There was hardly any wait to take off, a credit perhaps to that wonderful Japanese punctuality, or at least to their airline's lack of bankruptcy. Then again, with the quiet hum and whoosh of the contained air and the tacit pre-takeoff consensus on silence among the passengers, I might have been sitting there looking out the window for three hours and not felt a second tick by. It's possible that I arrived in Narita not one second older than I was when I left: it must be something they mix with the air.

The plane does a funny sort of dance before takeoff, racing the huge jet engines two or three times just to go fifty feet on the runway - like a silly cat coiling and adjusting every inch of itself with its eyes on the little foil ball. For whole minutes it sits there deciding which foot to lead with and which is the precise most aerodynamic position for its tail, and finally the moment has arrived for it to deliver the steel-trap coup-de-grace, the bone-shattering fatal blow, and it gives sort of a perfunctory hop and then flops over on the floor well short of the mark. The letdown is palpable, but for all the while the suspense was building, its excitement was your own.

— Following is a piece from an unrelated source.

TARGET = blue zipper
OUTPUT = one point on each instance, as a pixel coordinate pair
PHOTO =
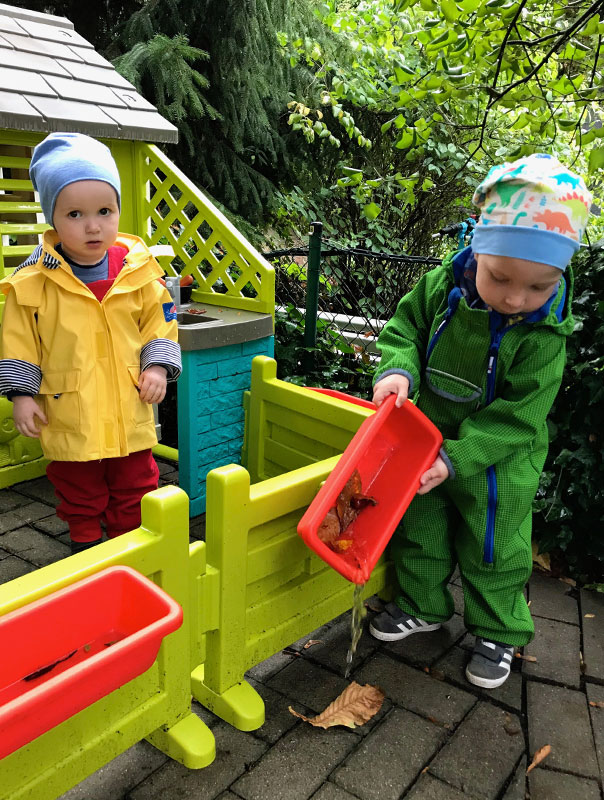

According to JAL's flight map, the entire top half of Canada is a barren, uncharted wasteland. It's easy to see why - the entire top half of Canada is a barren, uncharted wasteland. Nobody lives there. It stretches out in every direction as far as the eye can see - which is really far from an airplane - flat and gray-green, perforated with little round black lakes like shadows at the bottom of hills, but the land is flat and there's nothing there. It looks precisely like someone dragged a glacier over it.

JAL has the best service of any airline I've ever been on. Before meals (which are delicious), they offer soda, cold tea, or various Japanese and Western alcoholic drinks. With the meal they serve a cold drink, and immediately after serving the meal they come around with coffee, Japanese tea and "English tea." Ten minutes later they come by with coffee refills, and five minutes after that they offer both teas again (Japanese in a ceramic Japanese teapot, and English in a takkm elegant metal one - for veracitude) because they realize that most people can't handle two drinks at the same time and didn't take it the first time around. They know this, and build it in to the schedule: they take their passengers' hydration very seriously.

Unfortunately, when flying, one's organs are kind of tense, and it only takes about three sips of water and half an hour before getting to the bathroom becomes one's most urgent objective. And one was stuck in the window seat the entire time. Oy.

Dinner was a tasty and non-poisonous seafood curry with shrimp and tiny scallops, shiitake mushrooms and carrots, rice, salad and some kind of fluffy apple cake which made me happy. Plum wine, then water, then hot green tea, a refill of hot green tea because I accidentally met the flight attendant's eye, then a complimentary bottle of water. And that's saying nothing of breakfast.

The flight attendants have the bestest aprons (tied around their achingly slender selves) -- gray-blue with a pattern of buildings and streets seen from a bird's-eye view in darker gray-blue. Over that are randomly-placed old-fashioned dirigibles in antique yellow hues, flying over the streets and buildings at whimsical angles. How very aeronautical. Aviatory?

All in all it was a very pleasant flight - but I sustained my first casualty trying to wrestle my heavy bag onto the baggage cart, and that casualty was the blood vessels in my right forearm. I got a fantastic twin quasar of a bruise from where the skin got pinched by the sixty-pound suitcase. Unfortunately, the time when one arrives in Japan is always the time when one is least prepared to do so, and really would rather not. If you have to transfer in Tokyo, don't bring any luggage if you can help it, because you will be tired and sweaty and people will be speaking Japanese to you and you will drop it on your foot. And you will want to go home and get into bed and dream of someday flying to Japan.